Infinite energy is cheating. Same with travelling backwards in time.

My intuition tells me the universe doesn't allow cheaters.

But then I'm just an evolved bag of water cells clinging onto a clump of rock so what the fuck do I know?

[–] AngryCommieKender@lemmy.world 1 points 6 days ago (1 children)

Time travel is allowed for under our current models. Or rather, time travel doesn't affect most parts of the current models, so it's not cheating.

[–] Axolotl_cpp@feddit.it 1 points 6 days ago (1 children)

We can only time travel to the future or i am wrong?

[–] AngryCommieKender@lemmy.world 1 points 6 days ago (1 children)

Currently yes, but there's nothing inherent in there that's says there's no way for us to move backwards

[–] Axolotl_cpp@feddit.it 1 points 6 days ago* (last edited 6 days ago)

I once reas a theory abou you needing to go faster than the speed of light which is not possible theorically

PS: i am not a scientist i don't know much, only some basic shit i learned for curiosity

[–] Pencilnoob@lemmy.world -3 points 1 week ago (1 children)

Yeah for all we know stars are black hole poop

[–] MotoAsh@piefed.social 4 points 1 week ago (1 children)

Nah, that's the heavier elements.

[–] HeyThisIsntTheYMCA@lemmy.world 2 points 1 week ago (1 children)

wait, i thought the heavier elements were star poop, and black holes poop either electrons or positrons i can't remember.

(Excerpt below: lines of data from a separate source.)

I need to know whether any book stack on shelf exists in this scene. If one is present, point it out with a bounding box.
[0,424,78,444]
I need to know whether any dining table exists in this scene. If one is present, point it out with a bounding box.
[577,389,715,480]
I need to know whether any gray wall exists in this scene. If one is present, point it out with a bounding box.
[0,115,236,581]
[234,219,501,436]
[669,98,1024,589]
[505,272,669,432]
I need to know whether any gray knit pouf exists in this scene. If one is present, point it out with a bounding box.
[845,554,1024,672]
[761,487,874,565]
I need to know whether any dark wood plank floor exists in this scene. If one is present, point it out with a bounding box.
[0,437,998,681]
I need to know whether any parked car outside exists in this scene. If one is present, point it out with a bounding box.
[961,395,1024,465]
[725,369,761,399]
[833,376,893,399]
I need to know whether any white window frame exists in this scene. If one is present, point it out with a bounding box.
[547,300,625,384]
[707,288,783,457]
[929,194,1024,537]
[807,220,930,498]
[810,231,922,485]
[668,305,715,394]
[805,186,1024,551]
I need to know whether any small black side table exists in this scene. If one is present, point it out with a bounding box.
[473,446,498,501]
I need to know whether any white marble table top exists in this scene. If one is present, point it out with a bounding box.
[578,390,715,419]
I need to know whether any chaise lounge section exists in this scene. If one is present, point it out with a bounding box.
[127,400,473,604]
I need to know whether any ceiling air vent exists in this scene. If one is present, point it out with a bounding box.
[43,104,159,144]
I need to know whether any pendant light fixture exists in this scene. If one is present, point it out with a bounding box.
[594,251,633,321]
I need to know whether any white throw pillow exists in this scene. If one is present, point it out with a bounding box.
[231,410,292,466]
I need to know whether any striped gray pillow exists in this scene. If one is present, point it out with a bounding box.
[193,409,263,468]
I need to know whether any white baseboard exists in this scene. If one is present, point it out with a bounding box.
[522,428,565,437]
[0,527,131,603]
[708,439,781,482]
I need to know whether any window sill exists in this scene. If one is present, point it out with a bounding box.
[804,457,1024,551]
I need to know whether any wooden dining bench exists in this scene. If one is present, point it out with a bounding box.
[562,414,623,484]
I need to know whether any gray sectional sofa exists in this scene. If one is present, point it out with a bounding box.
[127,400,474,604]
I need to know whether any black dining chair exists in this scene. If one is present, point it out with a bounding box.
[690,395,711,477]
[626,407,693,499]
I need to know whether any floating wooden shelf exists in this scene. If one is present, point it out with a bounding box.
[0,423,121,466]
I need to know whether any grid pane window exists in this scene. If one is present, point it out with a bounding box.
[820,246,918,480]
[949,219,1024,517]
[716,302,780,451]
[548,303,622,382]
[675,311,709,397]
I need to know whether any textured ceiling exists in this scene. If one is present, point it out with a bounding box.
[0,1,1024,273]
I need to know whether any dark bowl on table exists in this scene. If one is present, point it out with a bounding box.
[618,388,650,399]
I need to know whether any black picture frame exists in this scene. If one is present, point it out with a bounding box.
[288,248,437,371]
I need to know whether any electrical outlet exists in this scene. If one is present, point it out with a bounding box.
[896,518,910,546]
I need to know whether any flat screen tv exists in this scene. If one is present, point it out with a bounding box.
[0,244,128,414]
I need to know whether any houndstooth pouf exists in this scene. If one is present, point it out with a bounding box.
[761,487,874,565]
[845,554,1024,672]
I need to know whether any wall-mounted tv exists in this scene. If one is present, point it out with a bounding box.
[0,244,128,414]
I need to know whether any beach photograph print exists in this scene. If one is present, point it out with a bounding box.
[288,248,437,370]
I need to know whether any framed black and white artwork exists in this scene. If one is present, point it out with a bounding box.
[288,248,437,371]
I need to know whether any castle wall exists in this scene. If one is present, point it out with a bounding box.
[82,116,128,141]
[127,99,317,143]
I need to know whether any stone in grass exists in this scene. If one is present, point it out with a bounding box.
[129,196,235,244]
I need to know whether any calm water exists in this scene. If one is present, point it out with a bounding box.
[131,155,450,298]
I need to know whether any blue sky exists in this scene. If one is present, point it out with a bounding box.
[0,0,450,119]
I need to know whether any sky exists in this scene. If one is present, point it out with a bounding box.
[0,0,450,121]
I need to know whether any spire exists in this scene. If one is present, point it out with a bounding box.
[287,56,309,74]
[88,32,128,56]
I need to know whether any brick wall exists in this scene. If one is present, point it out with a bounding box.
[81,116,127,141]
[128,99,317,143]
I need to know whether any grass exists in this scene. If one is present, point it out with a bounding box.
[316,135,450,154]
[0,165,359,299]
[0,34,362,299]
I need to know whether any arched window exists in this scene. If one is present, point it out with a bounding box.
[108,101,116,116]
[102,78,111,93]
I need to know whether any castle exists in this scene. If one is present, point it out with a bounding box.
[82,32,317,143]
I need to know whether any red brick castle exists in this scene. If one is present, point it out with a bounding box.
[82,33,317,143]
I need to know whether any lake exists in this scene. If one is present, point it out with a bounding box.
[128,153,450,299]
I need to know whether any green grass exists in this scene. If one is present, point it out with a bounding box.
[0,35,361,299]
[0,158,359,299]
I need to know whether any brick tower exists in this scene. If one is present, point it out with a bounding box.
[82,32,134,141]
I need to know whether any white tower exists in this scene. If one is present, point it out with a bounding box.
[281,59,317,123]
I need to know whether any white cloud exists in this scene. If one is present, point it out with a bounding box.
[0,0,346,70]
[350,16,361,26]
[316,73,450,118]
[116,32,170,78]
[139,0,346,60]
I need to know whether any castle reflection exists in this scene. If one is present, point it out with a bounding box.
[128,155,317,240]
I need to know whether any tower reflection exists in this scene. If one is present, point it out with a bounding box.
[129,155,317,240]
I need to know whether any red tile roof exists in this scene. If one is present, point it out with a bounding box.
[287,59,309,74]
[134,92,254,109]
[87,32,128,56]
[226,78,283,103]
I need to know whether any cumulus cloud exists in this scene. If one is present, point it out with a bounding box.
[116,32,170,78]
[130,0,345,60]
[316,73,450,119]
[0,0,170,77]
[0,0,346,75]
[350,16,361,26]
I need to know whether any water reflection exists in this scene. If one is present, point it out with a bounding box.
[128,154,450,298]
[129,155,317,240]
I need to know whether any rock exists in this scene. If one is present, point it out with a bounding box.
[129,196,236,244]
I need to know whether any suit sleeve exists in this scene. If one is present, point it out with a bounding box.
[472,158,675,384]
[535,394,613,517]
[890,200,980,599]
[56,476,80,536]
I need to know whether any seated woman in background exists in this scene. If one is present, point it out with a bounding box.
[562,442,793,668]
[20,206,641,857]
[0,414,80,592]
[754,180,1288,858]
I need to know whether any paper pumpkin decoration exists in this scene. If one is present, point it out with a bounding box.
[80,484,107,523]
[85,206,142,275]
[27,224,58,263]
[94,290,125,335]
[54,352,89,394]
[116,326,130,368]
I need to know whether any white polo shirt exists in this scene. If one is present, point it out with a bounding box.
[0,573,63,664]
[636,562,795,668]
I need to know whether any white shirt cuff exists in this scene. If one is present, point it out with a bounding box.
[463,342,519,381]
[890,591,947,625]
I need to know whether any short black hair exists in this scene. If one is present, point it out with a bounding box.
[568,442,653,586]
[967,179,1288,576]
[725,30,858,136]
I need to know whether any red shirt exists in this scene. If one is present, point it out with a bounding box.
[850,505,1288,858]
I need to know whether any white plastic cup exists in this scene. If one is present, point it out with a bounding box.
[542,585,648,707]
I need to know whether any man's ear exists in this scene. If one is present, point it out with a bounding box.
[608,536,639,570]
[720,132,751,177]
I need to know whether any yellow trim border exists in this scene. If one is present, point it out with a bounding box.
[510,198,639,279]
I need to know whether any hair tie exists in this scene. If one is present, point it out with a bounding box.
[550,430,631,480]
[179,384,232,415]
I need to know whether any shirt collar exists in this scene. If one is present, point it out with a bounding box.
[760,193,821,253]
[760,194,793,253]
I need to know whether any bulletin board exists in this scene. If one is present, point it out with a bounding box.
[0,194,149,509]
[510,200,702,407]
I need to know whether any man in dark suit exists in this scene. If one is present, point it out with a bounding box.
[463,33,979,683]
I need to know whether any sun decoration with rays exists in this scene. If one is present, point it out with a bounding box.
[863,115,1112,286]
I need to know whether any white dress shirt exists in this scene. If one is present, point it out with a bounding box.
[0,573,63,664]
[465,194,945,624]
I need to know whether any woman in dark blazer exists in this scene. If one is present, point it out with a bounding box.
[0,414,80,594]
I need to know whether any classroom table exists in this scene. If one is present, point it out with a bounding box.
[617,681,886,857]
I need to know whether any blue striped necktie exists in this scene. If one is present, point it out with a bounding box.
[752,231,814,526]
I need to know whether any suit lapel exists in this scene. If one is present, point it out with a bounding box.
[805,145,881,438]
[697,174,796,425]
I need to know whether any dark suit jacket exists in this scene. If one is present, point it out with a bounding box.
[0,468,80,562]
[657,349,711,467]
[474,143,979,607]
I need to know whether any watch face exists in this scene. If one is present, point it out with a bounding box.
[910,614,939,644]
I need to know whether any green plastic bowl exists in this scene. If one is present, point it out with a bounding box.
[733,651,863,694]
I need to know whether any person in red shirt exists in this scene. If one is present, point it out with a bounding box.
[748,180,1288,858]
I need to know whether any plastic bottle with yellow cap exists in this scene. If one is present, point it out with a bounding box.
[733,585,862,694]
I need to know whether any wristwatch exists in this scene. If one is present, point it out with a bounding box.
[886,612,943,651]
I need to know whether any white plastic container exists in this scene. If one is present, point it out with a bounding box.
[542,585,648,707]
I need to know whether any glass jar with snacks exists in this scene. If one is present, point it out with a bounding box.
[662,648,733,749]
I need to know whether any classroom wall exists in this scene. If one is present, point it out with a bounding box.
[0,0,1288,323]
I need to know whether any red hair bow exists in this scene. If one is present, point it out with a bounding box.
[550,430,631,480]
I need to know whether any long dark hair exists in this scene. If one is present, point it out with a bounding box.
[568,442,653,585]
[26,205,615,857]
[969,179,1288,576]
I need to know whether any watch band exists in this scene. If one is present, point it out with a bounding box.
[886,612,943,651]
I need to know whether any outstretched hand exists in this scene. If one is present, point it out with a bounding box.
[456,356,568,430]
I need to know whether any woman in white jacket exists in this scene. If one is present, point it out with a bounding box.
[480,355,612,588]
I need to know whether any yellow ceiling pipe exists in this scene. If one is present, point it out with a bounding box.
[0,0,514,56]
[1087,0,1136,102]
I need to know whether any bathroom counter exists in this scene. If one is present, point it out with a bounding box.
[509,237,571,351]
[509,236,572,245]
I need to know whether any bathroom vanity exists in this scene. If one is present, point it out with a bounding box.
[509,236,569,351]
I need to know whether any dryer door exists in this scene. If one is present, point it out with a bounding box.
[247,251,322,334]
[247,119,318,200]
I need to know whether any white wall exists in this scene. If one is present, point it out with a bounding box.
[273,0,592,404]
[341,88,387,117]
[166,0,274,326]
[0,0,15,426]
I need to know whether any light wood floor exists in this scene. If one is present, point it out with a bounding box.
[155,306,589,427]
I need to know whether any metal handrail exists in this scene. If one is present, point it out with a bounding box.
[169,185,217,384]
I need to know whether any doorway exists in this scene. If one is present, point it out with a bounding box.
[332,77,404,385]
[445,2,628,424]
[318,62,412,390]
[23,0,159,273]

[–] MotoAsh@piefed.social 5 points 1 week ago (1 children)

Only up to iron is star poop. Anything heavier tends to be created by novae of various sizes. Technically nothing comes from the black hole, but many of the very heavy elements are birthed along side black holes.

[–] Chakravanti@monero.town 0 points 1 week ago* (last edited 1 week ago)

Gravity and time come from every black hole. Neither of those are "things" in the sense that they aren't matter. So don't think I'm saying that you are any kind of wrong. Perhaps "thing" might be to vague to be technically accurate, though.

Everyone here seems oblique in a vision of nothing in perspective, though. Come on, where do you think a big bang came from?

There's a cap limit to the size of a black hole because it will pop. Moreover, "The" is rather an inappropriate reference to a big bang. You might say "our" but infinity doesn't mean what you think it means. Not due to any "limit" but due to math through adjacent dimensions you're only just start to deduce the "obvious" nature of and think to look at. "How" is a whole other Giggle Maestro.

If you need to understand how many dimensions there are...then you will never stop looking. Infinity is way more than we can but get a notion of.